Ethics & International Affairs
- Discipline: Ethics, international relations, political science
- Language: English
- Edited by: Joel H. Rosenthal, John Tessitore, Adam Read-Brown, John Krzyzaniak

Publication details
- History: 1987-present
- Publisher: Cambridge University Press on behalf of the Carnegie Council for Ethics in International Affairs
- Frequency: Quarterly
- Impact factor: 0.576 (2015)

Standard abbreviations
- ISO 4: Ethics Int. Aff.

Indexing
- ISSN: 0892-6794 (print) 1747-7093 (web)
- LCCN: 87648671
- OCLC no.: 795956768

Links
- Journal homepage; Online access; Online archive; Journal page at Carnegie Council website;

= Ethics & International Affairs =

Ethics & International Affairs is a quarterly peer-reviewed academic journal covering ethical aspects of international relations. It was established in 1987 and is published by Cambridge University Press on behalf of Carnegie Council for Ethics in International Affairs. Topics covered in the journal range from global justice, democratization, and international law, to human rights and women's rights. The current editorial team is: Joel H. Rosenthal (editor in chief), Adam Read-Brown (managing editor), and Priya Chokshi (associate editor), all at Carnegie Council.

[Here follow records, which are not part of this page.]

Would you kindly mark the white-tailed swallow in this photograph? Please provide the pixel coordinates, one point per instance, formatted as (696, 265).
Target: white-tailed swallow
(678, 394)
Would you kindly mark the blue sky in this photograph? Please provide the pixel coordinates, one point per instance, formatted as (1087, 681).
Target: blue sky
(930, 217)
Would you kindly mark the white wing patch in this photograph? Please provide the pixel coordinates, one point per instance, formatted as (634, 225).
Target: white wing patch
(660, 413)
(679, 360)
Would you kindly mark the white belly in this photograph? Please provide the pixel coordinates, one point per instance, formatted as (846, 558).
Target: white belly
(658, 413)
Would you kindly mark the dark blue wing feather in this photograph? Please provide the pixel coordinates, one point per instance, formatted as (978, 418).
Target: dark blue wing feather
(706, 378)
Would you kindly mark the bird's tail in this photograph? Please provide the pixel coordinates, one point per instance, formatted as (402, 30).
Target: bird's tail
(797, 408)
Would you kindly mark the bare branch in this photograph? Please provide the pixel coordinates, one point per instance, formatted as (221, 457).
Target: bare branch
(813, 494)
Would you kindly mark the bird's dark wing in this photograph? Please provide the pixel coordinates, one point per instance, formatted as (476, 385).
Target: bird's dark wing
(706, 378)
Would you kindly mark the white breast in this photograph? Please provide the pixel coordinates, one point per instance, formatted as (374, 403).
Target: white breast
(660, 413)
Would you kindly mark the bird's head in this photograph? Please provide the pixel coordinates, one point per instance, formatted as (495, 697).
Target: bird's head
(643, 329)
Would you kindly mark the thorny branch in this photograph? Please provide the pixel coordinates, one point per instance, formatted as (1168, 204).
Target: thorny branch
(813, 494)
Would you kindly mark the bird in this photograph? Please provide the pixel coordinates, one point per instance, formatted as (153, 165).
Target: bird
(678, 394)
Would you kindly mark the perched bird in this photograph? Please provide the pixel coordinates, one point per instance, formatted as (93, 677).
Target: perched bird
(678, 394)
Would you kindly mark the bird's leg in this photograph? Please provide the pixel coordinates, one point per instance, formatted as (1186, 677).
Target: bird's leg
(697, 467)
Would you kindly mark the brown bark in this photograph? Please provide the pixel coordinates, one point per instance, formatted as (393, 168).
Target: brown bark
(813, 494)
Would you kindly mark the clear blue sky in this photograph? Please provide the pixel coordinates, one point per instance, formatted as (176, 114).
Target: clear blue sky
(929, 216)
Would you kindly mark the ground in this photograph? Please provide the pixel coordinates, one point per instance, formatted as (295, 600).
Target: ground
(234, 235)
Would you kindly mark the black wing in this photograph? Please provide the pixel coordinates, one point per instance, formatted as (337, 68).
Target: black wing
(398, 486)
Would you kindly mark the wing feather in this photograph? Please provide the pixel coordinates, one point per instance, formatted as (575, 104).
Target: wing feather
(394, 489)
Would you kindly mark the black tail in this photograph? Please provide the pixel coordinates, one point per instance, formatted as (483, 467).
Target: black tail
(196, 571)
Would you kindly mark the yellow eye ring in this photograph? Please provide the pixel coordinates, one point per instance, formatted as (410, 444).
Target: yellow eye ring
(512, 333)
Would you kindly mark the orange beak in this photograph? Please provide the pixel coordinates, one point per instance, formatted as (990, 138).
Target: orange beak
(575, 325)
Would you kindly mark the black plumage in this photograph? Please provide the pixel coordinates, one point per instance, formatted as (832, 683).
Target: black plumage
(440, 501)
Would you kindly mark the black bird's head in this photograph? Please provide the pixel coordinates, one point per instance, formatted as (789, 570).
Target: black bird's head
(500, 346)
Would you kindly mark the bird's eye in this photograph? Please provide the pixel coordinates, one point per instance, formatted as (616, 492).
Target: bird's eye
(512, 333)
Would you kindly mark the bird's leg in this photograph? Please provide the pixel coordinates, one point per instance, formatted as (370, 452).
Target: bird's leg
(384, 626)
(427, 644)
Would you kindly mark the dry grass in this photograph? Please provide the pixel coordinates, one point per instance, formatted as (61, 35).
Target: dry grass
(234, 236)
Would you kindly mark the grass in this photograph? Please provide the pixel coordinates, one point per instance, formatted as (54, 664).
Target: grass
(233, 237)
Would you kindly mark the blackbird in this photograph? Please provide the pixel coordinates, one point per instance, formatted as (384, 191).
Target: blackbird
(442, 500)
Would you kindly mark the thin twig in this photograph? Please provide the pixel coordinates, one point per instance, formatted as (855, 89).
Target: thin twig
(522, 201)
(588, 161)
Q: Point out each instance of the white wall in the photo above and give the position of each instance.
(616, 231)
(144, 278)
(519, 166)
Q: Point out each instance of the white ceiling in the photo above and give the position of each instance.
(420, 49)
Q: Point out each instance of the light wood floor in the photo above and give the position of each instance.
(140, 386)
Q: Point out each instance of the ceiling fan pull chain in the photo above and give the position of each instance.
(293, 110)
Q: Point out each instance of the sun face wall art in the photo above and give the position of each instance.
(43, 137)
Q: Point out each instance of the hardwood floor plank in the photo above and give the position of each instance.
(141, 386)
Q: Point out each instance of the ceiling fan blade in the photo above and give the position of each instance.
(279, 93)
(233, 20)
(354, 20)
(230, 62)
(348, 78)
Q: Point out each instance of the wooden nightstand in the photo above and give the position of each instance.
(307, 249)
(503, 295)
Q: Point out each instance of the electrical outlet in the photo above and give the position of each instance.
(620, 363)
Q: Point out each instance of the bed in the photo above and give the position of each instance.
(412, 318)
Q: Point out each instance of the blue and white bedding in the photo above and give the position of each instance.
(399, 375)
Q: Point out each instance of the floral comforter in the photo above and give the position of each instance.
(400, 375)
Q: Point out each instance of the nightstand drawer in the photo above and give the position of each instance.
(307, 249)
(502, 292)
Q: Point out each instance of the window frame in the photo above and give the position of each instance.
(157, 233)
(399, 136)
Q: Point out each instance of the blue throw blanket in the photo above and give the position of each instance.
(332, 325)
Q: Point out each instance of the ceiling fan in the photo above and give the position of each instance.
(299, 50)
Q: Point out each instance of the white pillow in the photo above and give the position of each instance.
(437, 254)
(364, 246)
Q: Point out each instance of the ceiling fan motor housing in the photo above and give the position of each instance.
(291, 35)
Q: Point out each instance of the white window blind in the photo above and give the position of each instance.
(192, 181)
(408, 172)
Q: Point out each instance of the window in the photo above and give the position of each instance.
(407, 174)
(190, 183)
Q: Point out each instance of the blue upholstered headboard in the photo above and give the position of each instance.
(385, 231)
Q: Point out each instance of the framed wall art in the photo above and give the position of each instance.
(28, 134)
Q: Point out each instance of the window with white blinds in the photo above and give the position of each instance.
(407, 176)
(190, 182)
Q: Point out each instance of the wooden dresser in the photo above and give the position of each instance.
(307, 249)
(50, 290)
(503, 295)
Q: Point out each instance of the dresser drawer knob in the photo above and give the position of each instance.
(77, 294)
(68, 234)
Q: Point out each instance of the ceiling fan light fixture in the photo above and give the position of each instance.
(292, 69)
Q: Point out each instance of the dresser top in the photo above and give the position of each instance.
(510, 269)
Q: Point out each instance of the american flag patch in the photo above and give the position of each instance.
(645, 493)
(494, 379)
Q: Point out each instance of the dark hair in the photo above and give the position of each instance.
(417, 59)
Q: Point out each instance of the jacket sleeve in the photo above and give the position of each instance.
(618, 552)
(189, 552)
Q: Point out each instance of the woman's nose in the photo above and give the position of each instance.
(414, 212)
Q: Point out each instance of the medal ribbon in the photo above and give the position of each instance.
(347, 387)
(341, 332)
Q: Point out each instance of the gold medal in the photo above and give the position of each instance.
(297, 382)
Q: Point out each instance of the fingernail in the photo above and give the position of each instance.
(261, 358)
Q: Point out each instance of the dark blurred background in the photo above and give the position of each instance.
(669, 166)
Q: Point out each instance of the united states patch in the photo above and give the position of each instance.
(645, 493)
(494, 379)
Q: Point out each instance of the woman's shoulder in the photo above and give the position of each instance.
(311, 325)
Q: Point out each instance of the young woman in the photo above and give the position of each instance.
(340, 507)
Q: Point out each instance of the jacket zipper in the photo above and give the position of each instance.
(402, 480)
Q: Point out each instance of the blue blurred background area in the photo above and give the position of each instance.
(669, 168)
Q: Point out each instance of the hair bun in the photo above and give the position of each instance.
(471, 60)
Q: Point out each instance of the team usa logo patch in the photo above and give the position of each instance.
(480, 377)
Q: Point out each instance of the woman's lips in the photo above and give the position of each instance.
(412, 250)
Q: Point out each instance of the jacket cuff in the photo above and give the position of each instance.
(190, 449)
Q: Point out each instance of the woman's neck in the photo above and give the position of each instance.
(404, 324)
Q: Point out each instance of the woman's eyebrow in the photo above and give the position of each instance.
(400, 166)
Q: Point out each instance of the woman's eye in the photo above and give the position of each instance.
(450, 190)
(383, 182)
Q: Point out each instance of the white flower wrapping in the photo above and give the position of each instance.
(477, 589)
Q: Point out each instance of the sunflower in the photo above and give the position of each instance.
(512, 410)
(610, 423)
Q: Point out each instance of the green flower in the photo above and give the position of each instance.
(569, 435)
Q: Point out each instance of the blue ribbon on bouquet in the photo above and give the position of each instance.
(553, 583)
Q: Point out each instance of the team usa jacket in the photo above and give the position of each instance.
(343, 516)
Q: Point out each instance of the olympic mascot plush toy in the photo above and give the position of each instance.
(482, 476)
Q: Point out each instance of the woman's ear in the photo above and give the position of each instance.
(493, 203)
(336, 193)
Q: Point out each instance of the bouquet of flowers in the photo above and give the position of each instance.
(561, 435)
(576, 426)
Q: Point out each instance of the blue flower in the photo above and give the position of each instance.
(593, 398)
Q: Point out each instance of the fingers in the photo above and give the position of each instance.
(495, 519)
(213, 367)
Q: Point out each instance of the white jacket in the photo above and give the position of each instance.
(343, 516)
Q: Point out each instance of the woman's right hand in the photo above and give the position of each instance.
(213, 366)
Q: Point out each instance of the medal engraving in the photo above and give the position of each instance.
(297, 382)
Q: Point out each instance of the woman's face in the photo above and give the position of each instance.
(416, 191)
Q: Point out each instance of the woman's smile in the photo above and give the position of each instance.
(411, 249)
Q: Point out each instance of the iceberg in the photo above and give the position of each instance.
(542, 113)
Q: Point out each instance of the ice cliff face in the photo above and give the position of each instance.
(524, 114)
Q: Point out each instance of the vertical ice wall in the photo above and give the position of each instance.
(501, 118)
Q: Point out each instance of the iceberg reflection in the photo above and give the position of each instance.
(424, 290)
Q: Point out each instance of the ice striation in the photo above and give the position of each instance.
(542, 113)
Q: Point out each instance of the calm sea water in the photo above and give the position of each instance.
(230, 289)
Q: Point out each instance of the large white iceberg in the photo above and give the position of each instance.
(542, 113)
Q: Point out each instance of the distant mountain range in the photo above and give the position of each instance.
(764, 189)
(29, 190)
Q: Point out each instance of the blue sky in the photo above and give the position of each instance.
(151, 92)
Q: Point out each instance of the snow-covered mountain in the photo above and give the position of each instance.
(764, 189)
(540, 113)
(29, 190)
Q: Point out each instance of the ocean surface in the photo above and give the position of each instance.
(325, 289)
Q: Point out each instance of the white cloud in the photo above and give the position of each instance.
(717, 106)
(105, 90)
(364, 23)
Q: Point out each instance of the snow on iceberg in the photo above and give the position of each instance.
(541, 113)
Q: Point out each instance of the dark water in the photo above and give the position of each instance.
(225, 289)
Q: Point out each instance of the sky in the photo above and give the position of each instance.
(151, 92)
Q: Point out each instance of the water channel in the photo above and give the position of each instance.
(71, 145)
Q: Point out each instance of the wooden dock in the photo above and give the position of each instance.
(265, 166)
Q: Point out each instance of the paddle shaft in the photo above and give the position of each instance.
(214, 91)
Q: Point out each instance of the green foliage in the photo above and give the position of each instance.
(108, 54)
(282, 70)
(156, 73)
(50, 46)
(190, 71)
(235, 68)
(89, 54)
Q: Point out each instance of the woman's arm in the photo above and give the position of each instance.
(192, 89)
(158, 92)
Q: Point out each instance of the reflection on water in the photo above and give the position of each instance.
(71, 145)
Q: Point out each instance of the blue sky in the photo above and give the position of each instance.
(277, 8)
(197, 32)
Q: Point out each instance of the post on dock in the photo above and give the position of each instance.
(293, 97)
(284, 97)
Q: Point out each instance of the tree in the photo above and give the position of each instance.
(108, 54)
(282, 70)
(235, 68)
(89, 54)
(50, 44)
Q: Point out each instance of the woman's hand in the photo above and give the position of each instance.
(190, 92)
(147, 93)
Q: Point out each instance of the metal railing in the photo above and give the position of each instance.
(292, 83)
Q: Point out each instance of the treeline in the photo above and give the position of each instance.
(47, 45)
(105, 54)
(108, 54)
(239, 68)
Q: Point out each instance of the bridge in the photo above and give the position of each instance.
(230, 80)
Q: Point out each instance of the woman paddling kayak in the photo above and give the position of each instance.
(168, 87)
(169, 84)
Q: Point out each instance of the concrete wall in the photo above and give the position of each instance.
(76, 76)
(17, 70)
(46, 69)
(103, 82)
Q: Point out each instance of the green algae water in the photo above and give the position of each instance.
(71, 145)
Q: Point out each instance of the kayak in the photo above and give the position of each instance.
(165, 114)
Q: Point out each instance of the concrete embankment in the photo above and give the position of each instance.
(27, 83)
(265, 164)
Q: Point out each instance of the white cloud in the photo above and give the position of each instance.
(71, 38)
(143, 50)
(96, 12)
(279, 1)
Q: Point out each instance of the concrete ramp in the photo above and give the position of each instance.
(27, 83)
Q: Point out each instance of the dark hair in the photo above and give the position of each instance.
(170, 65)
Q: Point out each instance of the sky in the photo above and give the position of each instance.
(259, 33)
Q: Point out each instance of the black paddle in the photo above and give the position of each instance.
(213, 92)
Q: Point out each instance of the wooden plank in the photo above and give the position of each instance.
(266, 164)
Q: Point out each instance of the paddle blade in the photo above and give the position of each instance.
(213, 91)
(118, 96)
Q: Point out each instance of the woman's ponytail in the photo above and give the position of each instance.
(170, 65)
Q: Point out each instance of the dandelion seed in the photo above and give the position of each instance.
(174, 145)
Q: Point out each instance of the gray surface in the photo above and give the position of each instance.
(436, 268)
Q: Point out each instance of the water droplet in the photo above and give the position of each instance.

== Abstracting and indexing ==
The journal is abstracted and indexed in American Bibliography of Slavic and East European Studies, CSA Worldwide Political Science Abstracts, International Bibliography of the Social Sciences, International Political Science Abstracts, Lancaster Index to Defence & International Security Literature, PAIS International in Print, Philosopher's Index, Social Sciences Index, and Periodica Islamica.

According to the Journal Citation Reports, the journal has a 2015 impact factor of 0.576, ranking it 36th out of 51 journals in the category "Ethics".